# Heat exchange in adiabatic process

I know my teacher told me that

In adiabatic process there is no exchange for heat between system and surrounding.

Then he came to point. From first law of thermodynamics

$$∆U = q + W \tag{1}$$

Since in adiabatic process there is no heat exchange then,

$$∆U = W \tag{2}$$

And then he said as we know

$$∆U = nC_v∆T \tag{3}$$

So,

$$W = nC_v∆T \tag{4}$$

I don't get it. Above equation tells us that the work done when a system is given heat at constant volume equals to $$nC_v∆T.$$ But how can this be applied in adiabatic process, since there is no exchange of heat? • The above equation does not say that the work done when a system is given heat at constant volume equals $nC_v\Delta T$. The relationship is not equal to the heat transferred. It is equal to the change in internal energy. Did you think that the only way the temperature of a gas can change is by adding or removing heat? – Chet Miller Oct 9 '19 at 3:07
• Adiabatic work is done in expense of thermal energy and vice versa. E.g air lifted by 100m adiabatically expands, does the expansion work and cools itself by 0.98 K. – Poutnik Oct 9 '19 at 3:26
• Please note that heat and temperature are completely different concepts.

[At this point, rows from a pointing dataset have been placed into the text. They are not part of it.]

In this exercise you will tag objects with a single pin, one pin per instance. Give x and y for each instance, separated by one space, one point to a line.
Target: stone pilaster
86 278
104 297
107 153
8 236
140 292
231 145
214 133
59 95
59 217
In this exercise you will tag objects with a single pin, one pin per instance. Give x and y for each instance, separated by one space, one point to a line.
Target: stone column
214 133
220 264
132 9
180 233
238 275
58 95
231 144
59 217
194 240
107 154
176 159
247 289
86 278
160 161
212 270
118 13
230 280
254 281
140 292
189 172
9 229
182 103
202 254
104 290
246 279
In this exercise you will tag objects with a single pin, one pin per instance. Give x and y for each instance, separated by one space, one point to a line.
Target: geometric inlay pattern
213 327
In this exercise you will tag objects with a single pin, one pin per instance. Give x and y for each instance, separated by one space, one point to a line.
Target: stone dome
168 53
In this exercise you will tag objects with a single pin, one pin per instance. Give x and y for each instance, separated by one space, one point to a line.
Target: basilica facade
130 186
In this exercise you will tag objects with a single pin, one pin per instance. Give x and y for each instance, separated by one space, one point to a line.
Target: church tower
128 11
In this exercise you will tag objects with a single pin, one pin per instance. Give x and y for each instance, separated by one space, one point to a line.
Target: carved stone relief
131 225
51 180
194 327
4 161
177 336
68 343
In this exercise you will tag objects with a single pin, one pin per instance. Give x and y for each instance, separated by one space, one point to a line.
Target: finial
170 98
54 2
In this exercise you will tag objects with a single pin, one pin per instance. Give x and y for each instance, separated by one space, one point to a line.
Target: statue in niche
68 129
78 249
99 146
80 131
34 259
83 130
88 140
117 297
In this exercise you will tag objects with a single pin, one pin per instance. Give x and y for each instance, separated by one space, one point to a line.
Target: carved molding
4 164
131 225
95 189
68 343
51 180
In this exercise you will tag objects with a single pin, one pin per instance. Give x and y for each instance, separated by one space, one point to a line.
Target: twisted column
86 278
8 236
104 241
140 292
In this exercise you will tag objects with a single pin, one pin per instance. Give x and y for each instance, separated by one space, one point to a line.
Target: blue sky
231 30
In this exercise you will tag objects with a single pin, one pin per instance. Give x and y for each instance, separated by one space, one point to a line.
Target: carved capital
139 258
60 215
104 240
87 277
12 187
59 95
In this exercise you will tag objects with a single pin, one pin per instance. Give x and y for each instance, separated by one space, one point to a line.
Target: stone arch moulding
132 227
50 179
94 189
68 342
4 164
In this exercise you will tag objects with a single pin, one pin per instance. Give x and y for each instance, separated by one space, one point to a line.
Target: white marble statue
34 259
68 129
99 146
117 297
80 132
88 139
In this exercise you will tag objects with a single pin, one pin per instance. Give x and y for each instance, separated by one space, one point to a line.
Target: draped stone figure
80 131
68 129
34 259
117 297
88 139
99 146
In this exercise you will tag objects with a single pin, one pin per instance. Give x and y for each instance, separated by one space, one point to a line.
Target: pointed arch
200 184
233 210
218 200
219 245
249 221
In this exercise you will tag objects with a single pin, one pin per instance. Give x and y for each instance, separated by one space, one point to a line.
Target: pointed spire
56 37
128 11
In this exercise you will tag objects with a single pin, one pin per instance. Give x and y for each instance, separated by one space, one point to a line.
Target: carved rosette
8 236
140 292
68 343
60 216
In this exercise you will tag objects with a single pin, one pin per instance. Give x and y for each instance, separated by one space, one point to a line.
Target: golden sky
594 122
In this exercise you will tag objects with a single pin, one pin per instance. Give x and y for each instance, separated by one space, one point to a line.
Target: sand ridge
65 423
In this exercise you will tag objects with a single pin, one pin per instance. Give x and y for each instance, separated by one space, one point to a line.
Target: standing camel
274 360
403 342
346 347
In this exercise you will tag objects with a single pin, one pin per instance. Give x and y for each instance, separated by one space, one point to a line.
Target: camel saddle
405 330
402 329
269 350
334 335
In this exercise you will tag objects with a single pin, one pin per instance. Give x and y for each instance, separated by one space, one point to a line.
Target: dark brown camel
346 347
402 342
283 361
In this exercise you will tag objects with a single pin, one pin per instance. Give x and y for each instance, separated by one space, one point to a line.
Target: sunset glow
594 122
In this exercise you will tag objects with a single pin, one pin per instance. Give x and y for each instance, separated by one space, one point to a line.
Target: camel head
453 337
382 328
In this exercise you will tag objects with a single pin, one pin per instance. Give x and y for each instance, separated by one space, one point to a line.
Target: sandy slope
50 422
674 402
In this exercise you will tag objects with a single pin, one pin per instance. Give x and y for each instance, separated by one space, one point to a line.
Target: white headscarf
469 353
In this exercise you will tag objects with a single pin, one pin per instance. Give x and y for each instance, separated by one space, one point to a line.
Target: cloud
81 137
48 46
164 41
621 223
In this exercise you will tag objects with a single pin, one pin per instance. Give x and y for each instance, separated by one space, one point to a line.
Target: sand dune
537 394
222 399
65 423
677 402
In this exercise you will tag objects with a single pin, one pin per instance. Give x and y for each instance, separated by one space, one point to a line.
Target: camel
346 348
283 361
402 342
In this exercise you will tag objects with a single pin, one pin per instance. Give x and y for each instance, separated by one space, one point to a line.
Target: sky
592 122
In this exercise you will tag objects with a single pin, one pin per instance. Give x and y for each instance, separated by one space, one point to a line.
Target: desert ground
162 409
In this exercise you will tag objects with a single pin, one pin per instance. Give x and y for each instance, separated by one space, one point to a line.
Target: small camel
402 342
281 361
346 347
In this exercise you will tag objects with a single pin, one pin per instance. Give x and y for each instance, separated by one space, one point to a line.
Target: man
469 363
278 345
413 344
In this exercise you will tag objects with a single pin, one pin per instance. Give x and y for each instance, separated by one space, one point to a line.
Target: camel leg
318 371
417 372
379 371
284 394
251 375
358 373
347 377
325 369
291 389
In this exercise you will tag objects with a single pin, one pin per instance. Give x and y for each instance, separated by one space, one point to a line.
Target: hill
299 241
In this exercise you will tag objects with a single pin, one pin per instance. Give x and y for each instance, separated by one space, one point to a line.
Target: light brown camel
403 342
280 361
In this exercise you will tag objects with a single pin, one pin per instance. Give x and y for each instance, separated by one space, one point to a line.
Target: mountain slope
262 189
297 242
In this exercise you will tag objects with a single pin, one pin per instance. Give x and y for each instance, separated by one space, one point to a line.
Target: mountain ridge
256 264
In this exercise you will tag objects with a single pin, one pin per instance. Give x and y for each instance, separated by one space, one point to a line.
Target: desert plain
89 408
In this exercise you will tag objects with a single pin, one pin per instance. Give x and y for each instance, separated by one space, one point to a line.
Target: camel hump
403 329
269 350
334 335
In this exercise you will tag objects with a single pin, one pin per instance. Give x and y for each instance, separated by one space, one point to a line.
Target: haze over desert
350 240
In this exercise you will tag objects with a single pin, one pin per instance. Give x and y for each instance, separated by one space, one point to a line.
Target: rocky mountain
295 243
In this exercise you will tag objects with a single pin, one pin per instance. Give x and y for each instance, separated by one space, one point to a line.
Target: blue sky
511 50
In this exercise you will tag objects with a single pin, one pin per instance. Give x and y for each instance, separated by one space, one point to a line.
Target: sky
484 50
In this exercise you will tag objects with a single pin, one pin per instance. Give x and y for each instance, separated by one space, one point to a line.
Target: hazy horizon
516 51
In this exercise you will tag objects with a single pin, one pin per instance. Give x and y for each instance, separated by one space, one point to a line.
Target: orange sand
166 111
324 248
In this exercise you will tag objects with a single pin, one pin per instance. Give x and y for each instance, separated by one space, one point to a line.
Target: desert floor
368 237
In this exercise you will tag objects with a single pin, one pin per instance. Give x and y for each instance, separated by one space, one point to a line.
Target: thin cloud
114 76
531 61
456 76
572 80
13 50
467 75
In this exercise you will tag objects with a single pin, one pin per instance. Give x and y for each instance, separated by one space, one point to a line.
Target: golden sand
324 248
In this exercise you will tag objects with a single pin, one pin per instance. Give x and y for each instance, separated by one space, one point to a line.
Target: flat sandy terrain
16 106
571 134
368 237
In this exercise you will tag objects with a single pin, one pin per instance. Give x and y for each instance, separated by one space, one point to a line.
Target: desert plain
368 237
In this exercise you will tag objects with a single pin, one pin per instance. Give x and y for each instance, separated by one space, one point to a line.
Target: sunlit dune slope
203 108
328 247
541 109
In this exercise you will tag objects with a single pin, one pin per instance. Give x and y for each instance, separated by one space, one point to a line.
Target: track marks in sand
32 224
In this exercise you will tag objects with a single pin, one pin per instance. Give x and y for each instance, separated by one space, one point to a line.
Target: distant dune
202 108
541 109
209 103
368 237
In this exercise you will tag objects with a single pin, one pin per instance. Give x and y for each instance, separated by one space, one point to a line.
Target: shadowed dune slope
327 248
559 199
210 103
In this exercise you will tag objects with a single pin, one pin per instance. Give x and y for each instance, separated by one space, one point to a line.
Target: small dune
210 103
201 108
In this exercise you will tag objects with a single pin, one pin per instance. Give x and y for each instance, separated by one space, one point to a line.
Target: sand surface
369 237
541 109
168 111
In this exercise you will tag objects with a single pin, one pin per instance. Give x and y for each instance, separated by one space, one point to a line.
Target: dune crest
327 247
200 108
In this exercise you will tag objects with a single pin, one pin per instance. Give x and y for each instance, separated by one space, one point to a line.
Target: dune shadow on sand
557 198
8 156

Do not confuse them. – Ezze Oct 9 '19 at 9:13

The problem is that we were taught incorrectly in freshman physics. They told us that $$Q=nC\Delta T$$, where C is called the heat capacity. However, they neglected to tell us that this only applies if no work is done (i.e., the volume is essentially constant, as for a solid or liquid). Otherwise, it gives the wrong answer for the heat Q.
"Heat capacity" is a bit of a misnomer for C. From what we then learn in thermodynamics, a better term would be the "internal energy capacity," because that is how Cv is more properly defined. For an ideal gas, $$nC_v=\frac{\Delta U}{\Delta T}$$ or $$\Delta U=nC_v\Delta T$$This has nothing to do with the heat added unless the volume is constant and no work is done. In that case, $$Q=\Delta U=nC_v\Delta T$$So the freshman form of the equation is recovered only if no work is done.